Further, although not shown, the piezoelectric vibrating member 300 may be housed in a predetermined case. For example, a case of a " C " shape is provided, and the diaphragm 320 is received in the case inside the case, and the diaphragm 320 can be fixed to the open area of the case. That is, the piezoelectric element 310 may be housed in a " C " -shaped case and the diaphragm 320 may cover an open area of the case. At this time, the damper 330 may be provided on the other surface of the diaphragm 320 on which the piezoelectric element 310 is not attached. Such a case may be made of a metal material such as aluminum or plastic, and an FPCB may be attached on one side. That is, the FPCB can be attached to the surface of the diaphragm 320 facing the one surface covered with the diaphragm 320. Thus, the case is provided to accommodate at least a part of the piezoelectric vibrating member 300, thereby protecting the piezoelectric vibrating member 300 and protecting the FPCB terminal.
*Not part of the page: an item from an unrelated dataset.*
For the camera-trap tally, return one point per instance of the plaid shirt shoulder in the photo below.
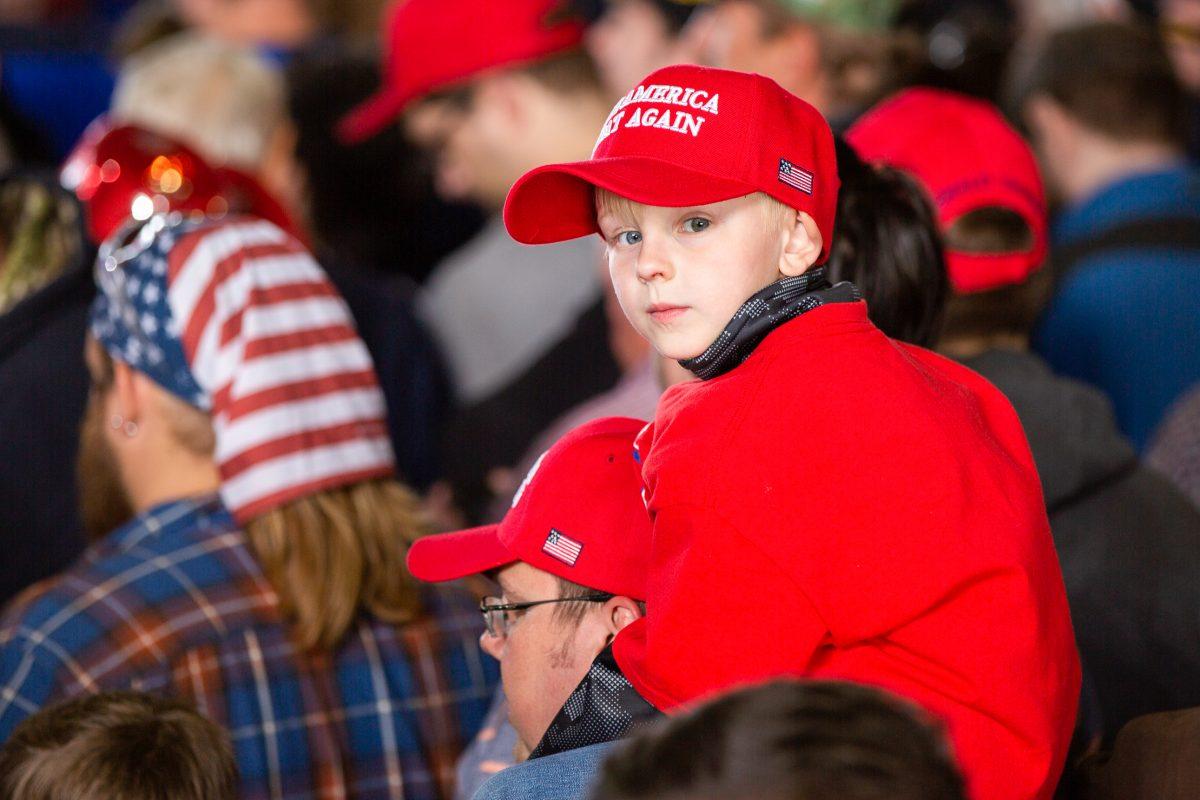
(174, 603)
As described above, the touch screen device according to an embodiment of the present invention includes the piezoelectric vibrating member 300 on the inner side of the frame 100, and the side surface of the touch screen panel 200 contacts the piezoelectric vibrating member 300 . Thus, the piezoelectric vibrating member 300 is vibrated in the horizontal direction with respect to the plane of the touch screen panel 200, thereby providing a vibration force in the horizontal direction of the touch screen panel 200. [ As a result, the vibration force can be increased as compared with the conventional vibration that oscillates in the vertical direction with respect to the touch screen panel, and a uniform vibration force can be provided in all areas of the touch screen panel.
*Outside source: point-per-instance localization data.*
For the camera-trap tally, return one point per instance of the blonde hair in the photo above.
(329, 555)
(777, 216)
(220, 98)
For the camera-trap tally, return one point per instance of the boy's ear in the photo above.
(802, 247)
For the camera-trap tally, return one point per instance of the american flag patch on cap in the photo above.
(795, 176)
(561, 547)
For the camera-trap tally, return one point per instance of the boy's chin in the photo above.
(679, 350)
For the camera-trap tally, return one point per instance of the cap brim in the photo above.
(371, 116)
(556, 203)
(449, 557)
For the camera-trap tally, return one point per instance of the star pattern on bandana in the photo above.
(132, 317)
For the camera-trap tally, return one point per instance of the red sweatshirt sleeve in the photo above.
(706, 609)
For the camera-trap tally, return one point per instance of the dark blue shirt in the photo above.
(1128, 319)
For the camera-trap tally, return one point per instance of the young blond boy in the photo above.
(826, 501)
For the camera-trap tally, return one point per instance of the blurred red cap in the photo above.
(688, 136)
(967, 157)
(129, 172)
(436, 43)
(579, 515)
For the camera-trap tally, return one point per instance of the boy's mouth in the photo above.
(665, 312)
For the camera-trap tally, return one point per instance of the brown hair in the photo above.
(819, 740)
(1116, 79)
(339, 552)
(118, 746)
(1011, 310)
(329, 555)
Further, the space utilization is not limited as compared with the conventional method in which the piezoelectric vibrating member 300 is mounted on the board by providing the piezoelectric vibrating member 300 on the inner surface of the frame 100. Since vibration is generated in the horizontal direction on the side surface of the touch screen panel 200, a feeling of uncomfortable touch is less generated. The edge of the touch screen panel 200 is thickened so that the piezoelectric vibrating member 300 can contact the entire side surface of the touch screen panel 200 and the vibration force can be increased.

5-7 are cross-sectional views of a touch screen device in accordance with various embodiments of the present invention.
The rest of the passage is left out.